Those holders are turning out very well indeed! 

Dave


----------



## Lew Hartswick (Jun 26, 2010)

My dad always said, " call me anything but late for dinner" . 
  ...lew...


----------



## Artie (Jun 27, 2010)

Hi Dave... im surprised that you got rid of yours.... I cant see this thing ever leaving my shop. I guess you can all tell that I like it? Just a bit.... ;D

I was asked today if the accuracy was as good as a dove tail cutter.... so took this pic... what do you think? I dont think I could ask for better....






Accuracy, like all machining processes is up to the operator and his/her set up technique. The angles here are straight off the vernier scale of the machine... looks pretty good to me...

As ypou can see this hasnt been dressed up yet, straight out of the vice of the shaper....

Cheers
Arte/Rob/Rob t/ Hey You/ Your late for dinner etc etc etc


----------



## steamer (Jun 27, 2010)

.."Hi Dave... im surprised that you got rid of yours.... I cant see this thing ever leaving my shop. I guess you can all tell that I like it? Just a bit.... "

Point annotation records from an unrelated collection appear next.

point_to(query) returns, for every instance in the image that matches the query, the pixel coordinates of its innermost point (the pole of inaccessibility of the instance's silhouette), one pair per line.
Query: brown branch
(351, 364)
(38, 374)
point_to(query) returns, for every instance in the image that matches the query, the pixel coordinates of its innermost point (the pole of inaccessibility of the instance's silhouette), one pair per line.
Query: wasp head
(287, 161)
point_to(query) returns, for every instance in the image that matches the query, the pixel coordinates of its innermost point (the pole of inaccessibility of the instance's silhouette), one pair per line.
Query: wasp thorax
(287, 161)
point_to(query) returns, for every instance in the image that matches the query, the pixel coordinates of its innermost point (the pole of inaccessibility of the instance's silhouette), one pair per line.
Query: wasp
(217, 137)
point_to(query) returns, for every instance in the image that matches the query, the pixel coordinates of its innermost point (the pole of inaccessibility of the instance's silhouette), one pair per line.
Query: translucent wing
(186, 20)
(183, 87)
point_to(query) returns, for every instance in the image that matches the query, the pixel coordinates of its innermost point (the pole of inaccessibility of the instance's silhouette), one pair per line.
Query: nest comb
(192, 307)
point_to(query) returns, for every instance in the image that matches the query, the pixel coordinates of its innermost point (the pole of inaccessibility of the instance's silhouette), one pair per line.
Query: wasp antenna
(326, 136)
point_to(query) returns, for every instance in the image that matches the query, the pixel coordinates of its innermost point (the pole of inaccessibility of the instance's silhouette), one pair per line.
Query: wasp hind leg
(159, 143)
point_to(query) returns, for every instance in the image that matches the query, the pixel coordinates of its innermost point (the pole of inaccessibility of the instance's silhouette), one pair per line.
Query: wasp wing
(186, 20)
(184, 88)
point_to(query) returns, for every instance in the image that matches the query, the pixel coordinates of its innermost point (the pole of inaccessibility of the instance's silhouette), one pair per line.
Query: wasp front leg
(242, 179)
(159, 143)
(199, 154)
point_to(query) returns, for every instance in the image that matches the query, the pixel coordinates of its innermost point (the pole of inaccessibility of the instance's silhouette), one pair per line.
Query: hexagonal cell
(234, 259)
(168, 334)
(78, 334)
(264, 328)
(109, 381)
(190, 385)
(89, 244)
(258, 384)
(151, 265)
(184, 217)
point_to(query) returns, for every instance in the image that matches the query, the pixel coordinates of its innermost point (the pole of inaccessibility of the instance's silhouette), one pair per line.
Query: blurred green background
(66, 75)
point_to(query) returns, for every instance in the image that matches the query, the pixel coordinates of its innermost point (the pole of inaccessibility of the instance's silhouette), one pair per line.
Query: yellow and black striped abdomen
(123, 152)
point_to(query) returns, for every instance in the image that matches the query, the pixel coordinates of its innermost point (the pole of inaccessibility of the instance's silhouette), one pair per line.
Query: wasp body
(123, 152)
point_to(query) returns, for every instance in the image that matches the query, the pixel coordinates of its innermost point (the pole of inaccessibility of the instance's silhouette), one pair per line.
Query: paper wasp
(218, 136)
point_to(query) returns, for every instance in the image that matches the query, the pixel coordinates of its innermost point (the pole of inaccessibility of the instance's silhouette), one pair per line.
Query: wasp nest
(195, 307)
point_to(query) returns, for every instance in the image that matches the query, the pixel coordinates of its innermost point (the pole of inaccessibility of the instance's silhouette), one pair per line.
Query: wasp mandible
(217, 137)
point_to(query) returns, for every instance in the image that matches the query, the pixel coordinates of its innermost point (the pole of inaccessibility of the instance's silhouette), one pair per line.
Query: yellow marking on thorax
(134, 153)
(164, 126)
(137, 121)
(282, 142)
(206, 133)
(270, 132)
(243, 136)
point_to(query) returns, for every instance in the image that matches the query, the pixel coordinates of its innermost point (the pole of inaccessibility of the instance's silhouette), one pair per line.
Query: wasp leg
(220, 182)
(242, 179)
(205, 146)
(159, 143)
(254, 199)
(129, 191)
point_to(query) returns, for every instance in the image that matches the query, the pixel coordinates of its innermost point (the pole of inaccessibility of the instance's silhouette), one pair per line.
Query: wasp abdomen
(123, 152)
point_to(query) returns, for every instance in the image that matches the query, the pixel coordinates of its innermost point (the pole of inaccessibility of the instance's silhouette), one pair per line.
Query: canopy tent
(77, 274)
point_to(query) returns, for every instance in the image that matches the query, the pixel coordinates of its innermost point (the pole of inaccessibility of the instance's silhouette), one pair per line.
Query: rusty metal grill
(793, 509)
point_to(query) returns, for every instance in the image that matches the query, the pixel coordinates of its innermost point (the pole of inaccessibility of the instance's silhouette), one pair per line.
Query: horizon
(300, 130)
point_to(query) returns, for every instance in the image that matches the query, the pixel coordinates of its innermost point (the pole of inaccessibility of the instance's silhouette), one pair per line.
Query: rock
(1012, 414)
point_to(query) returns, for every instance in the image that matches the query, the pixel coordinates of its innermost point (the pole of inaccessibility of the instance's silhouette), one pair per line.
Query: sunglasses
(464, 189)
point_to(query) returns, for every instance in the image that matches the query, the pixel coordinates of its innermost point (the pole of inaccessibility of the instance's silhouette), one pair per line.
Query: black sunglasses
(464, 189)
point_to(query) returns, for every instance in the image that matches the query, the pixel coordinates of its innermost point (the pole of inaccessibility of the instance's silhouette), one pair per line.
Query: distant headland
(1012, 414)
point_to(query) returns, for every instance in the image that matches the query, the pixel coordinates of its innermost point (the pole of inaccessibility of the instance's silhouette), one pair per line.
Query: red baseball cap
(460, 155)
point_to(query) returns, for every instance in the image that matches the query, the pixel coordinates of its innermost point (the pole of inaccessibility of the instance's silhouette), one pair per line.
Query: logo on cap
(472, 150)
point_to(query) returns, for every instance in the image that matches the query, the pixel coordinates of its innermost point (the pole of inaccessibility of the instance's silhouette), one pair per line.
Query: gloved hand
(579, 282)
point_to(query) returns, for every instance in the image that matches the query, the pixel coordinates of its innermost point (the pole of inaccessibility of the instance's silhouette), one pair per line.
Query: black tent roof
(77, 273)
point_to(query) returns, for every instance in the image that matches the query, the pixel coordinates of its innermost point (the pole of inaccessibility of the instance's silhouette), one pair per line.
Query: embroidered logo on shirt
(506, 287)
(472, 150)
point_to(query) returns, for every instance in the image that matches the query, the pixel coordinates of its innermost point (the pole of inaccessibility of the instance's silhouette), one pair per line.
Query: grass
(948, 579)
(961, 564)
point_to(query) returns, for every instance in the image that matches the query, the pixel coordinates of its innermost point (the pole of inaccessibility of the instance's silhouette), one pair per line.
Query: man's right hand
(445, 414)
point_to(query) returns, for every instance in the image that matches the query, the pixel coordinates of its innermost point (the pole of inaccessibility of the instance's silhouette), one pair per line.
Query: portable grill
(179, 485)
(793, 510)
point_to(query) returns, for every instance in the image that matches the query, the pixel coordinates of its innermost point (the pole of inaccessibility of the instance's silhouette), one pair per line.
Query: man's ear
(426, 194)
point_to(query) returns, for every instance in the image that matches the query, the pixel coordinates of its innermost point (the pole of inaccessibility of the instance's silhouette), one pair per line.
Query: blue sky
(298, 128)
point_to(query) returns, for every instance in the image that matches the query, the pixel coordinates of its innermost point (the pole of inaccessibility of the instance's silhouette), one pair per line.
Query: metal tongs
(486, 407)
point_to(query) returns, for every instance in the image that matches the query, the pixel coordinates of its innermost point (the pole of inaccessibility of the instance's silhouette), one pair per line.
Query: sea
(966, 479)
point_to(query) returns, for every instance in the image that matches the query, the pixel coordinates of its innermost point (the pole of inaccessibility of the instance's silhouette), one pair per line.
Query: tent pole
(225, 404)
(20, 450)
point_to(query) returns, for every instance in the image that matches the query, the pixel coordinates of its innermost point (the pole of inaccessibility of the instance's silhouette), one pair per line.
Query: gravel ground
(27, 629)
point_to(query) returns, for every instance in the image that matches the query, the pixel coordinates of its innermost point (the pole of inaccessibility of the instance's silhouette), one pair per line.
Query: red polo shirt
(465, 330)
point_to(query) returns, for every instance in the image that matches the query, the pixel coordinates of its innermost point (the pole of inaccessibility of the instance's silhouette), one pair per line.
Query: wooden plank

Well, I miss it now that I have a new lathe in the shop to go with my Logan....it would have fit perfectly.......sold mine when I sold the previous lathe it was mounted on......ah well, live and learn.

Dave


----------



## JimM (Jun 27, 2010)

Great looking holders Rob, I too find the vids really useful, gives me an idea of what using a horizontal cutter should sound like - I must have been way of on the one and only time I used mine !

When using the horizontal do you follow the same guidelines for setting speed etc as you do when using the vertical mill eg for steel I'd assume 80sfm so rpm using a 3" cutter would be

4 x 100 / 3 = 133rpm

Also what depth of cut were you taking

Cheers

Jim


----------



## Artie (Jun 27, 2010)

Hi Jim, thanks Im pretty happy with the result of teh holders.

You're pretty much spot on with the feed rates etc, yeah its still a cutter cutting steel so it operates under the same principles except its much more rigid being fully supported and therefore that allows me to cut in excess of a half inch at a pass and it doesnt grumble too much as you can hear. That cut was just shy of 13mm which allowed me to take a finish cute at exactly 13mm.

Cheers

Rob


----------



## Twmaster (Jun 27, 2010)

Pretty cool stuff! Those holders came out wonderful!


----------



## Bob Farr (Jun 29, 2010)

Artie  said:
			
		

> *** Jump guys, your thoughts are needed....



I think you succeeded. Fine work Sir!


----------